In the present work, a novel fuzzy TODIM approach has been proposed to deal with the fuzzy information with the complex interval-valued intuitionistic characteristics. The proposed method combines the advantages of both the TODIM method and also the inherent ability of complex interval-valued intuitionistic fuzzy sets to handle complex linguistic information. The proposed fuzzy TODIM approaches have the potential ability to depict the complex linguistic information, which is particularly two-dimensional information, into a single set. Due to this approach, the information or the evaluations provided by the decision makers are maintained as close as possible to the real-world scenario. The decisions taken accounts for the risk appetite of the experts involved in the process of decision making. The risk appetite of the experts is an inevitable component and should not be ignored during the decision making process.
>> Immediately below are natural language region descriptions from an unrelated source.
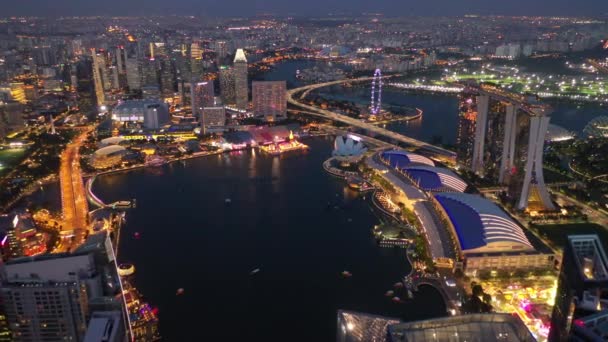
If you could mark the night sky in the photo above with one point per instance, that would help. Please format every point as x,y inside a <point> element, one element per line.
<point>302,7</point>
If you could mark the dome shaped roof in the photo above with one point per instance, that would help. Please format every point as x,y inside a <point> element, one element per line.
<point>347,147</point>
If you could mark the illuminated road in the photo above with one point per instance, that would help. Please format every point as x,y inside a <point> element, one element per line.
<point>73,195</point>
<point>355,122</point>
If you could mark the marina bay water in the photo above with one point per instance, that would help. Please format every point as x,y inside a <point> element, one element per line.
<point>439,121</point>
<point>300,226</point>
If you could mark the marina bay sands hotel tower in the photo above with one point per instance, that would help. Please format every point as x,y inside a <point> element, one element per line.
<point>500,138</point>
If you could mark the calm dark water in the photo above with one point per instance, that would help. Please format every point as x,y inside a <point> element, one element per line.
<point>440,111</point>
<point>280,222</point>
<point>440,117</point>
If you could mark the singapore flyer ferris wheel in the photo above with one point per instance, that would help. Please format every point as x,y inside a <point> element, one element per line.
<point>376,96</point>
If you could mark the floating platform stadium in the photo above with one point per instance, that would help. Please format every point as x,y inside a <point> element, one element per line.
<point>431,178</point>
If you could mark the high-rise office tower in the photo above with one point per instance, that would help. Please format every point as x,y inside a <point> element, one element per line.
<point>582,279</point>
<point>467,118</point>
<point>166,77</point>
<point>121,66</point>
<point>99,65</point>
<point>157,50</point>
<point>508,142</point>
<point>241,88</point>
<point>221,50</point>
<point>133,73</point>
<point>201,96</point>
<point>227,85</point>
<point>269,99</point>
<point>149,70</point>
<point>213,117</point>
<point>51,297</point>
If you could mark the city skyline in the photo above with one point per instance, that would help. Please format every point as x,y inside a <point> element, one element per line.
<point>212,8</point>
<point>283,171</point>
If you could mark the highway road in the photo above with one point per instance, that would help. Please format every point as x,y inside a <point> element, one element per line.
<point>355,122</point>
<point>74,203</point>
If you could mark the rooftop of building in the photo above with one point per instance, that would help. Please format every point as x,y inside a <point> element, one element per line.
<point>401,159</point>
<point>473,327</point>
<point>357,326</point>
<point>104,326</point>
<point>479,224</point>
<point>240,56</point>
<point>431,178</point>
<point>590,257</point>
<point>131,105</point>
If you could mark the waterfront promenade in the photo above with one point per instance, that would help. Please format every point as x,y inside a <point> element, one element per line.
<point>355,122</point>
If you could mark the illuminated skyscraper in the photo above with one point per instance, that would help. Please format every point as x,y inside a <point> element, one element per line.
<point>221,50</point>
<point>213,117</point>
<point>241,90</point>
<point>133,73</point>
<point>501,138</point>
<point>467,118</point>
<point>582,280</point>
<point>99,66</point>
<point>227,85</point>
<point>121,66</point>
<point>269,99</point>
<point>149,70</point>
<point>201,96</point>
<point>51,297</point>
<point>166,77</point>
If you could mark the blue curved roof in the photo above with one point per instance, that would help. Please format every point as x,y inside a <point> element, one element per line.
<point>401,159</point>
<point>479,222</point>
<point>435,178</point>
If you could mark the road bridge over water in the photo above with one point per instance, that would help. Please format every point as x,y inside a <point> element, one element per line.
<point>304,91</point>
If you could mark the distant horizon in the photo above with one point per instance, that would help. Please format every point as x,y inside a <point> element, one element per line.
<point>304,16</point>
<point>311,8</point>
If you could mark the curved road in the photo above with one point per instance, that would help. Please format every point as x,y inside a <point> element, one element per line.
<point>355,122</point>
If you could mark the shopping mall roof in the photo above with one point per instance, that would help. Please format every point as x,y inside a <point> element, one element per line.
<point>481,225</point>
<point>401,159</point>
<point>430,178</point>
<point>473,327</point>
<point>104,151</point>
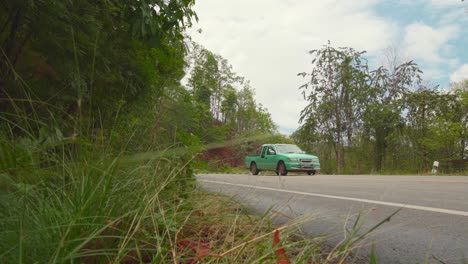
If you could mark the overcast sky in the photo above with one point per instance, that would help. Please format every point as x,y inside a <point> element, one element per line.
<point>267,41</point>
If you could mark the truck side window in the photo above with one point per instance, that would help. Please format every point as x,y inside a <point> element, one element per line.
<point>264,150</point>
<point>271,151</point>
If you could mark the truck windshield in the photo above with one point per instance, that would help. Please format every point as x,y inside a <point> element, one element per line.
<point>288,149</point>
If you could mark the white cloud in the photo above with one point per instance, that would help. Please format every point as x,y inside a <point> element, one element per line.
<point>460,74</point>
<point>267,42</point>
<point>425,43</point>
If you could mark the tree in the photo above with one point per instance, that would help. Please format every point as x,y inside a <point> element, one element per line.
<point>337,93</point>
<point>382,117</point>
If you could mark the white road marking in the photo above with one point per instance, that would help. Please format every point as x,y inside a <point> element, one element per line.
<point>400,205</point>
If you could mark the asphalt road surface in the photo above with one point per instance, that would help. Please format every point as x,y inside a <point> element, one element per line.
<point>432,226</point>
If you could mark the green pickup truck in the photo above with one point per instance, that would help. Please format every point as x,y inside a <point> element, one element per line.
<point>282,158</point>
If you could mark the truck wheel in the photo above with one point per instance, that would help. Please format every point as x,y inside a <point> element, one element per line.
<point>253,168</point>
<point>282,169</point>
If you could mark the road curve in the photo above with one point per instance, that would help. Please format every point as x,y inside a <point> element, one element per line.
<point>432,226</point>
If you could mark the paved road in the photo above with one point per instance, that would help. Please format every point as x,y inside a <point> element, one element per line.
<point>433,223</point>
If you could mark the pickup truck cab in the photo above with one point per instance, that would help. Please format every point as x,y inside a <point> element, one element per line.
<point>282,158</point>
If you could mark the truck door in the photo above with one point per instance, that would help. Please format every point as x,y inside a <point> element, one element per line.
<point>270,158</point>
<point>262,161</point>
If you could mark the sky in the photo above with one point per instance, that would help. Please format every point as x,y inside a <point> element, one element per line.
<point>267,41</point>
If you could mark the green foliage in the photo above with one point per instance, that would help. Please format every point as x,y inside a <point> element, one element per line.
<point>384,120</point>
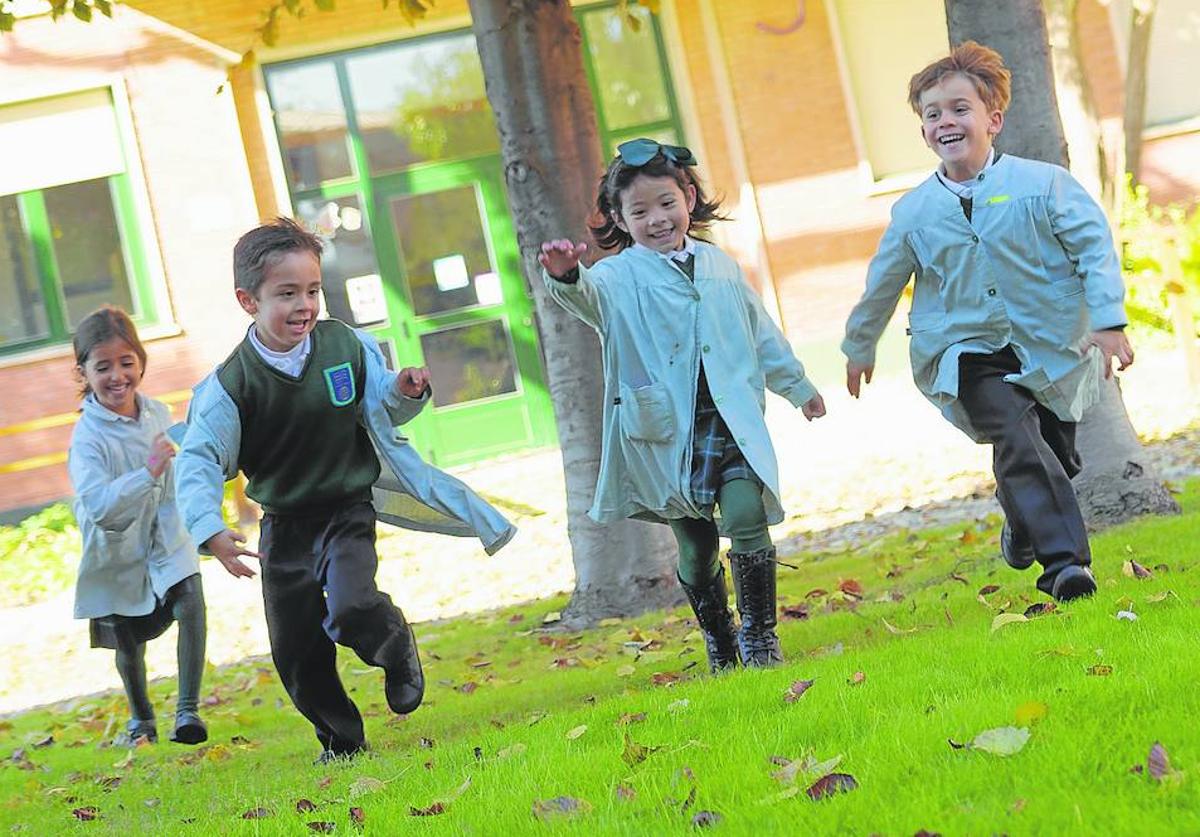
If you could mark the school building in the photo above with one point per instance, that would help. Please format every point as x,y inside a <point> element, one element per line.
<point>138,149</point>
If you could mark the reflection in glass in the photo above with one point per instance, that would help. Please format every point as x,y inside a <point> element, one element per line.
<point>312,122</point>
<point>421,102</point>
<point>469,362</point>
<point>349,254</point>
<point>88,247</point>
<point>22,307</point>
<point>443,246</point>
<point>628,68</point>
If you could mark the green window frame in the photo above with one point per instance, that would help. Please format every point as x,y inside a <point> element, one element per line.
<point>39,234</point>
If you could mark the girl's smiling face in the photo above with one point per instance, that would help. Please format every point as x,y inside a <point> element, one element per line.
<point>113,372</point>
<point>657,212</point>
<point>957,125</point>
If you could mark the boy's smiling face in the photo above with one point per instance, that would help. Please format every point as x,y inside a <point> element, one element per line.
<point>958,126</point>
<point>287,303</point>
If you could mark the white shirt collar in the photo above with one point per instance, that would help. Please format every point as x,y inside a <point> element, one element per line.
<point>291,361</point>
<point>965,190</point>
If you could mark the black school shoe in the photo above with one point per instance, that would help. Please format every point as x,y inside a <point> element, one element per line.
<point>403,682</point>
<point>189,728</point>
<point>1018,553</point>
<point>1073,582</point>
On the basis of two aggregation operators, CIVIFOWA fuzzy TODIM and CIVIFOWG fuzzy TODIM approaches have been proposed with a motive to improve the existing lacuna in the decision making process and hence contribute towards the decision making process. The developed decision-making frameworks have been adjudged for their feasibility through an illustrative example. The ranking results demonstrate the effect of psychological behaviour of the decision maker in the decision making process. Sensitivity analysis depicts the robustness of the proposed methodologies. Furthermore, a comprehensive analysis of the effect of distance measures on the ranking results also justify the efficiency and robustness of the proposed methodologies. However, CIVIFOWG fuzzy TODIM approach was revealed to be more stable in comparison to the CIVIFOWA fuzzy TODIM approach owing to the inherent characteristic advantages of aggregating the data by the geometric operators. A comparative analysis with the extant fuzzy TODIM approaches clearly depicts the superiority of the proposed approaches and hence justify the value addition to the decision making sciences. As a future scope of the present study, the applicability of the developed methodologies to different application domains must be extended. Different MCDM tools as such VIKOR (Wu et al. 2019b) as well as other information representations (Shen et al. 2019; Wang et al. 2020a) may be integrated with the proposed frameworks.